Python inserting variable string as file name

Question

I'm trying to create a file with a unique file name for every time my script runs. I am only intending to do this to every week or month. so I chose to use the date for the file name.

f = open('%s.csv', 'wb') %name

is where I'm getting this error.

Traceback (most recent call last):
File "C:\Users\User\workspace\new3\stjohnsinvoices\BabblevoiceInvoiceswpath.py", line 143,      in <module>
f = open('%s.csv', 'ab') %name
TypeError: unsupported operand type(s) for %: 'file' and 'str'

it works if I use a static filename, is there an issue with the open function, that means you can't pass a string like this?

name is a string and has values such as :

31/1/2013BVI

Many thanks for any help.

Answer 1

import hashlib

filename = file_for_download
with open(filename, "rb") as f:
    bytes = f.read()  # read entire file as bytes
    msg_hash = hashlib.sha256(bytes).hexdigest();
    print(f"MSG_HASH = {msg_hash}")

Answer 2

Very similar to peixe.
You don't have to mention the number if the variables you add as parameters are in order of appearance

f = open('{}.csv'.format(name), 'wb')

Another option - the f-string formatting (ref):

f = open(f"{name}.csv", 'wb') 

Answer 3

Even better are f-strings in python 3!

f = open(f'{name}.csv', 'wb')

Answer 4

And with the new string formatting method...

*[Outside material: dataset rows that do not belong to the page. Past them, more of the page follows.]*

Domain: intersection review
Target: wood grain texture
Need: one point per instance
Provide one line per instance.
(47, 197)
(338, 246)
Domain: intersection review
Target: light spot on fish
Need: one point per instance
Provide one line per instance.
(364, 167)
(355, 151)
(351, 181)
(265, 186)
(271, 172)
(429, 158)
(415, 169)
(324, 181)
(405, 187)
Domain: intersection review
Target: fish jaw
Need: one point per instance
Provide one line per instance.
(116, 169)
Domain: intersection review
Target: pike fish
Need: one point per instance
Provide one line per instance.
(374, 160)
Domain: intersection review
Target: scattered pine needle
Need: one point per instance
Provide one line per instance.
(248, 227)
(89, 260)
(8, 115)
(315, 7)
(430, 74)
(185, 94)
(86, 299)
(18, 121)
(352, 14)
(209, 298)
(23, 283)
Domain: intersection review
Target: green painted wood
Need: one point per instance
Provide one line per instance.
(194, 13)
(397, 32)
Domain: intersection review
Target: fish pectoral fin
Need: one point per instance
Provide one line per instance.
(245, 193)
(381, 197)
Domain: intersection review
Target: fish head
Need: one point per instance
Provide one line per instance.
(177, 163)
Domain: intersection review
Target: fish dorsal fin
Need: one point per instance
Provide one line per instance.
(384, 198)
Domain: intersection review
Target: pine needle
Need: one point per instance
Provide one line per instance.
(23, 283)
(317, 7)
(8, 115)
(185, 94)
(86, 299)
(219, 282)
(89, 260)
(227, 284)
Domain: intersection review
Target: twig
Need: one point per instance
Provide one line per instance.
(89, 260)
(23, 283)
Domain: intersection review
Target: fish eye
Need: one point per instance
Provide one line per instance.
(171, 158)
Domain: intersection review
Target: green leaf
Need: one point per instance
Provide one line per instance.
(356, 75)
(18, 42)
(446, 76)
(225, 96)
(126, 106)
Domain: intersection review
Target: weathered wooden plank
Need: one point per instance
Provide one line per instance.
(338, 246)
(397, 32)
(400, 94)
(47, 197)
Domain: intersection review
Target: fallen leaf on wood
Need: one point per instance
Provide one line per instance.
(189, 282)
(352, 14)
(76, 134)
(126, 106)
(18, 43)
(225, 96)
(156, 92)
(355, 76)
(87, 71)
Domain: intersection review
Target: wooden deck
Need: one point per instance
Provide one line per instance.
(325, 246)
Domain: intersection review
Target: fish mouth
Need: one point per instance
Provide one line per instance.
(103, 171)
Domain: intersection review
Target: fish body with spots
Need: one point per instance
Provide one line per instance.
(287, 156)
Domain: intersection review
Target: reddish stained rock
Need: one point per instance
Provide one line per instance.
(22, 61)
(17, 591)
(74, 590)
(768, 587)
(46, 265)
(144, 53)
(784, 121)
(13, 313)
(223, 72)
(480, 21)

f = open('{0}.csv'.format(name), 'wb')

Answer 5

You need to put % name straight after the string:

f = open('%s.csv' % name, 'wb')

The reason your code doesn't work is because you are trying to % a file, which isn't string formatting, and is also invalid.

Answer 6

you can do something like

filename = "%s.csv" % name
f = open(filename , 'wb')

or f = open('%s.csv' % name, 'wb')